What’s going to happen next

This is where it gets unpredictable. With Hills and Rowe gone, it looks like Maryland will have three options at quarterback next season.

First is transfer quarterback Caleb Henderson. Second is Pigrome. Third is four-star 2017 commit Kasim Hill. All have promise, and all have question marks. Henderson was a four-star recruit at his Virginia high school, which is a better pedigree than Maryland usually gets, but no one’s seen him play in a while. Pigrome had some electrifying success as a freshman. Most of it came on the ground, but it’s unfair to expect a freshman with Pigrome’s reputation as a dual threat to be a polished passer right away. Hill is as good a quarterback recruit as Maryland’s ever received right out of high school, though starting in the Big Ten as a true freshman is a big ask.

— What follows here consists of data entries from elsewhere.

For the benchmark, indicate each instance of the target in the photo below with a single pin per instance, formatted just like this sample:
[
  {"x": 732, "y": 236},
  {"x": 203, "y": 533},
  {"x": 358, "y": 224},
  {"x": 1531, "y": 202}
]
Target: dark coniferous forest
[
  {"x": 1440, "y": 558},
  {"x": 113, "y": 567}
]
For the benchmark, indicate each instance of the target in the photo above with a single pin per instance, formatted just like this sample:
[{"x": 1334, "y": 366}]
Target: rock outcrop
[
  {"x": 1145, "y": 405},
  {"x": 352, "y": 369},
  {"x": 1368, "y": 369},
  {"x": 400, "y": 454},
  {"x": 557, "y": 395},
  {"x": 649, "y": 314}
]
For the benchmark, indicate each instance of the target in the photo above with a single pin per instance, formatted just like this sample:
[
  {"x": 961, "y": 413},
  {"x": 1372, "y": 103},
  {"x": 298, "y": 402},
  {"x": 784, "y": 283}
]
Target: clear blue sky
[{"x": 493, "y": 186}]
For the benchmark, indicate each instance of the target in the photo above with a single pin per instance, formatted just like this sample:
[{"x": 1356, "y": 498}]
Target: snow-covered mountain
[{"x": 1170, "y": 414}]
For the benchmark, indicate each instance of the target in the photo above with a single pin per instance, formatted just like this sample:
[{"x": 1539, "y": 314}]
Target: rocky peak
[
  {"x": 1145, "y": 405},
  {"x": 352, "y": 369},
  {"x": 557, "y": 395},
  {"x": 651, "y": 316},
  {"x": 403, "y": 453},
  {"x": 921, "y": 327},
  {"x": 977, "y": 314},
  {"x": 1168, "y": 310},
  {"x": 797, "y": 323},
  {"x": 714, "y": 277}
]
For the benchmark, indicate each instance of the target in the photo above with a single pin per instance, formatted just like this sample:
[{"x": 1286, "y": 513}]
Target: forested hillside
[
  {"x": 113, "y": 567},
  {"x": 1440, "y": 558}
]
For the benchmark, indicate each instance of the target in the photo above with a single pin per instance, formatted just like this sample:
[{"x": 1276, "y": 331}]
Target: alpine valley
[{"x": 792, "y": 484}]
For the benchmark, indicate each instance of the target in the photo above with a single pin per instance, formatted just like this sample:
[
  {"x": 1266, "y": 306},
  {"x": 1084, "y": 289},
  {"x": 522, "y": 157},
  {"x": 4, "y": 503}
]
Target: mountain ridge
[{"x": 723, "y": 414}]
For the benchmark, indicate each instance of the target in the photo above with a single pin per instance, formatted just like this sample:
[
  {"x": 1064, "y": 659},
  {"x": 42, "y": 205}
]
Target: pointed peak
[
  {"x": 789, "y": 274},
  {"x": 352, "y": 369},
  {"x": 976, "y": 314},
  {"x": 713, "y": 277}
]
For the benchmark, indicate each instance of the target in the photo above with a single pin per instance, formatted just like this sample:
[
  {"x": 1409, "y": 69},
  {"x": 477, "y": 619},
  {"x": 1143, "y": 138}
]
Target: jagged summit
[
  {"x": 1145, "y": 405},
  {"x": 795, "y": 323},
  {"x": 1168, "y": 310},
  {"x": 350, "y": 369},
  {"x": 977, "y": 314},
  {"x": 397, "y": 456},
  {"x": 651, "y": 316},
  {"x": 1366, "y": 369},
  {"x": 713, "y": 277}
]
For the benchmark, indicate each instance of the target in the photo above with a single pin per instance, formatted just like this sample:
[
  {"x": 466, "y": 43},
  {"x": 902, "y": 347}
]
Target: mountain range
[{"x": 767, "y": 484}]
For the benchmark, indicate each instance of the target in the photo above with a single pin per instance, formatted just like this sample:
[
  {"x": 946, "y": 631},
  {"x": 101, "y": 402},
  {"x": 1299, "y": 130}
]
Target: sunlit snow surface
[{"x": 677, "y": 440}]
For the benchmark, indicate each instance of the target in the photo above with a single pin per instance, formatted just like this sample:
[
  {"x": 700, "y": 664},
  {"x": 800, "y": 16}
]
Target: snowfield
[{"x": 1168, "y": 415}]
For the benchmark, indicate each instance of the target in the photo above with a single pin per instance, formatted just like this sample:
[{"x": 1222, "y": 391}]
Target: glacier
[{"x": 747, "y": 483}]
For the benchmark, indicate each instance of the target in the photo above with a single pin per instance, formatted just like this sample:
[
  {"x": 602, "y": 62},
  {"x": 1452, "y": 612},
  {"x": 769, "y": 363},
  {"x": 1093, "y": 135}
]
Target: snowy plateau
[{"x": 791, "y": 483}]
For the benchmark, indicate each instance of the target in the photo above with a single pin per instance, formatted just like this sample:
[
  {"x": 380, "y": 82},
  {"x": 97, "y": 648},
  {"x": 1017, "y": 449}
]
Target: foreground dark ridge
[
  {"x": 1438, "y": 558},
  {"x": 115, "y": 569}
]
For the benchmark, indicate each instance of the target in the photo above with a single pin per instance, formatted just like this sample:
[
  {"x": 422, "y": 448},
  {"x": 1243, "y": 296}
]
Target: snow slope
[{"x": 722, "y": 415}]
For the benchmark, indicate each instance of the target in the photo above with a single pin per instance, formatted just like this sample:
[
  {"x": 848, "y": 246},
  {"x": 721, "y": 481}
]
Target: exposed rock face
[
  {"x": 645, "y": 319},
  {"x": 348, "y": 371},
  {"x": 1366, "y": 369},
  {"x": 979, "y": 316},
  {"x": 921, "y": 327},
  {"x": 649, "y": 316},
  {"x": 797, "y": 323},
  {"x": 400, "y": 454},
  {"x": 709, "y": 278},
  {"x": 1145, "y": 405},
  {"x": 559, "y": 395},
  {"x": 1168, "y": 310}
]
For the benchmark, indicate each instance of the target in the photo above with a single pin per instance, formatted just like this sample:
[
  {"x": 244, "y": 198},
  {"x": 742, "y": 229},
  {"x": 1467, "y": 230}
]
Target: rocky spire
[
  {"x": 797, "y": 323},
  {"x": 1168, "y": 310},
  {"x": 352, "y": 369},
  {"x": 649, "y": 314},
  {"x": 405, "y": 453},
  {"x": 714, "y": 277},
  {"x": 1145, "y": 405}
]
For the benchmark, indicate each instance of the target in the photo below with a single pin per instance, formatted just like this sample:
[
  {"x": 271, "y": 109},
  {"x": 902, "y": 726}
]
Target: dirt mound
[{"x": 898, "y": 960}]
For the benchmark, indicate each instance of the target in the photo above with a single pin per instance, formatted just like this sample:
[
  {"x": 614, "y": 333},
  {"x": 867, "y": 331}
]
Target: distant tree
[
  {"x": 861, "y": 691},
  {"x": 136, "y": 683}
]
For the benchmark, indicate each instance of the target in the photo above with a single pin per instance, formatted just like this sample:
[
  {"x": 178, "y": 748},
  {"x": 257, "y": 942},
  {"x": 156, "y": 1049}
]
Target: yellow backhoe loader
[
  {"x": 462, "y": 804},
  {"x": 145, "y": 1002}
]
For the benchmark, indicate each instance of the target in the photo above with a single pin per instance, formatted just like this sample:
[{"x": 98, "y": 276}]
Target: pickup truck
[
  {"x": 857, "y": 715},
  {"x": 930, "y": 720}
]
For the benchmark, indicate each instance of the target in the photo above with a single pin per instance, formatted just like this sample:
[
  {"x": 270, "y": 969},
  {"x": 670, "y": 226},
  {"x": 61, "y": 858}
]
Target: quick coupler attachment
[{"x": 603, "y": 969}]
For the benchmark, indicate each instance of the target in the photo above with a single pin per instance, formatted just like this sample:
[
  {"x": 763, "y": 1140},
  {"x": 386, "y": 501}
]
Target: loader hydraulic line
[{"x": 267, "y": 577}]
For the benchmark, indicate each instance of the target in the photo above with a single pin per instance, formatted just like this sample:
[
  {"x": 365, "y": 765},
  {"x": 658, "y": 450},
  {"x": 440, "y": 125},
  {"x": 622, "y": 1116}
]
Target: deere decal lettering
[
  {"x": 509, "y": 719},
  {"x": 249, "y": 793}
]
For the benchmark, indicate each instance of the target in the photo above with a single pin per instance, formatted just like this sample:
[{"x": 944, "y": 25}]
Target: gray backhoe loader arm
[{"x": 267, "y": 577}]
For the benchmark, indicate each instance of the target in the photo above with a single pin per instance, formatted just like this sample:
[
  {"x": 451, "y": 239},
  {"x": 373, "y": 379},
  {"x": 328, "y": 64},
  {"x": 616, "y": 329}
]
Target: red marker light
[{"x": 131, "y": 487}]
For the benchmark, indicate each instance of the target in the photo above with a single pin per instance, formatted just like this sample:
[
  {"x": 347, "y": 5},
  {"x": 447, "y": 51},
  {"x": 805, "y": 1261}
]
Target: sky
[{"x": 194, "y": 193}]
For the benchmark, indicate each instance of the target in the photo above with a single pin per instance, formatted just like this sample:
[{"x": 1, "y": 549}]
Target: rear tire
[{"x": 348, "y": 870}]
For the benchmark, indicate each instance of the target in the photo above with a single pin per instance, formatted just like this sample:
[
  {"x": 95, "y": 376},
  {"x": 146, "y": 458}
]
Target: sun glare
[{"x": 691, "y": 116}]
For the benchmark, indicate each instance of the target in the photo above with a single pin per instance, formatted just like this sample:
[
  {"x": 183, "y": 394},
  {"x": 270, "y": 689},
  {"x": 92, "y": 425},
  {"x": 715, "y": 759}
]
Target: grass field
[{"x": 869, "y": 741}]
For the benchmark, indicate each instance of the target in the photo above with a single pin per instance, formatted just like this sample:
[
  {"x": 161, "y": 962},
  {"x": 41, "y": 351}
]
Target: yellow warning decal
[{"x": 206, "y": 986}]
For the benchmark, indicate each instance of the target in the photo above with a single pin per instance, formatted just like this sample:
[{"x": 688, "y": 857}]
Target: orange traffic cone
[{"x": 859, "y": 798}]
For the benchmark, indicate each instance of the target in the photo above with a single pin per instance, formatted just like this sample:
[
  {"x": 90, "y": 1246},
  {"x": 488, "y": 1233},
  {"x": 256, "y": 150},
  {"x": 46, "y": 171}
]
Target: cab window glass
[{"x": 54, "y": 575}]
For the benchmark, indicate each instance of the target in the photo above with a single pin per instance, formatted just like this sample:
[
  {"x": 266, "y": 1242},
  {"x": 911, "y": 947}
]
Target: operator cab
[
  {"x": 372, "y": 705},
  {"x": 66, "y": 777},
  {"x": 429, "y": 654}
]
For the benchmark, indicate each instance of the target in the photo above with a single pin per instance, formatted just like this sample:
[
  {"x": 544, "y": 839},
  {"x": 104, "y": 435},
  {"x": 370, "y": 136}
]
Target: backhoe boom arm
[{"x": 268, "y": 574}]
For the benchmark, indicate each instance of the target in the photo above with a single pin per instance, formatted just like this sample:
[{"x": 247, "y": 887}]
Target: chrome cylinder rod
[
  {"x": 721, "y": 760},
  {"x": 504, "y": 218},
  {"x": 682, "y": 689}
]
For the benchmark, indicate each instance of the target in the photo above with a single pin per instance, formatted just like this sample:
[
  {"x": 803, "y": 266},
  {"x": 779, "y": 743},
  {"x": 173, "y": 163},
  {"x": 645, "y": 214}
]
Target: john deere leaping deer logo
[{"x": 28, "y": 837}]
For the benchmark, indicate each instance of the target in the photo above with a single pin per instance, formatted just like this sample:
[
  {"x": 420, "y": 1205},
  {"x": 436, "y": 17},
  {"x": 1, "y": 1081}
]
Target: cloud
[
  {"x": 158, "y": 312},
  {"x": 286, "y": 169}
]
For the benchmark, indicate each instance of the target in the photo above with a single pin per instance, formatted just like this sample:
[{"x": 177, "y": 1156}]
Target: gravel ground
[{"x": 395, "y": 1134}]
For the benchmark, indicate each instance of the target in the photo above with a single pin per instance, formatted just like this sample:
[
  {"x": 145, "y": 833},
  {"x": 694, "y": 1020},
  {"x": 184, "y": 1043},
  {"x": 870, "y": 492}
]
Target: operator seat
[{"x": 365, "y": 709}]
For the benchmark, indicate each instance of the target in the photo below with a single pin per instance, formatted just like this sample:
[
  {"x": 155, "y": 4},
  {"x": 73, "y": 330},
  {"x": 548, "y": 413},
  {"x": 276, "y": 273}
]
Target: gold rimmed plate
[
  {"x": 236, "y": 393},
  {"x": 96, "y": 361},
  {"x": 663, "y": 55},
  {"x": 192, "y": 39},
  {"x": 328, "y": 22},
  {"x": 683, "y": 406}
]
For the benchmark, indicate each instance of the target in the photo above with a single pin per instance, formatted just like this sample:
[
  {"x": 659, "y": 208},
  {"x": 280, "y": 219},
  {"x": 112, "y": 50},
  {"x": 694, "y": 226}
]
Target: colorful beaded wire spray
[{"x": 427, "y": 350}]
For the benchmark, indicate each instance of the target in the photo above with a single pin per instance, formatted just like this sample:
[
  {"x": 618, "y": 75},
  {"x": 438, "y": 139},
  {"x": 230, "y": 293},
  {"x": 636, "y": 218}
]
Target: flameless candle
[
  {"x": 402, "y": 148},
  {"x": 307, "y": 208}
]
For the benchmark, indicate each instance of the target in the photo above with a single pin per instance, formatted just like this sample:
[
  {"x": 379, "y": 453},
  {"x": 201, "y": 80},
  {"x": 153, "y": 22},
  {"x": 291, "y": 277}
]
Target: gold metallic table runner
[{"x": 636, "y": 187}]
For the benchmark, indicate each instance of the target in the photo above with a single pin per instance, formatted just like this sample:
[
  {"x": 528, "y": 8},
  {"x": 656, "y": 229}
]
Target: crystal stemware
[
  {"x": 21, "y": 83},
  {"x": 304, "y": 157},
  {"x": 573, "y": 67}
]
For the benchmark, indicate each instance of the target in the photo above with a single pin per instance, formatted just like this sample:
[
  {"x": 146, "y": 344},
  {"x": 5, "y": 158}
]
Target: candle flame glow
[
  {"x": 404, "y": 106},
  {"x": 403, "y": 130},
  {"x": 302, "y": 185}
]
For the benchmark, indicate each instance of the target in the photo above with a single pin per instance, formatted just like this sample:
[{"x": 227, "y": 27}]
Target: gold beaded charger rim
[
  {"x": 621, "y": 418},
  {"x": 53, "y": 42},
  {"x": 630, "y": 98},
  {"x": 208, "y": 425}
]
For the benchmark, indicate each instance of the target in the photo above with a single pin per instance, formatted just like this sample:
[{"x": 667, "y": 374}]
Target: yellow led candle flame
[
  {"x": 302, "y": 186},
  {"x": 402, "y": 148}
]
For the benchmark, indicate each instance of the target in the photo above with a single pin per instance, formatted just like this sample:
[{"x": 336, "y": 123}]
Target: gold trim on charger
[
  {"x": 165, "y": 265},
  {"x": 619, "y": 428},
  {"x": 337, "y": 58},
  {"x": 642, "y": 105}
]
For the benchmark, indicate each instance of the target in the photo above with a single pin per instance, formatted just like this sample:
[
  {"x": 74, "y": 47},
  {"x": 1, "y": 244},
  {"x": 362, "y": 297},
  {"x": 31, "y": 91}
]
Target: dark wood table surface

Each has potential in Walt Bell’s read-option offense, but each is unproven. This spring will be a big one. With Hills and Rowe gone, Henderson and Pigrome will likely have their run of the offense during offseason practices. Hill doesn’t get to the team until June, so he’ll only have a few months to learn everything. Of course, you can’t totally rule out Bortenschlager and Gage Shaffer, but Henderson, Pigrome and Hill seem like the three who will — and should — be in the mix.

All three have talent. Even if it doesn’t happen right away in 2017, Maryland should see some improvement from the quarterback position.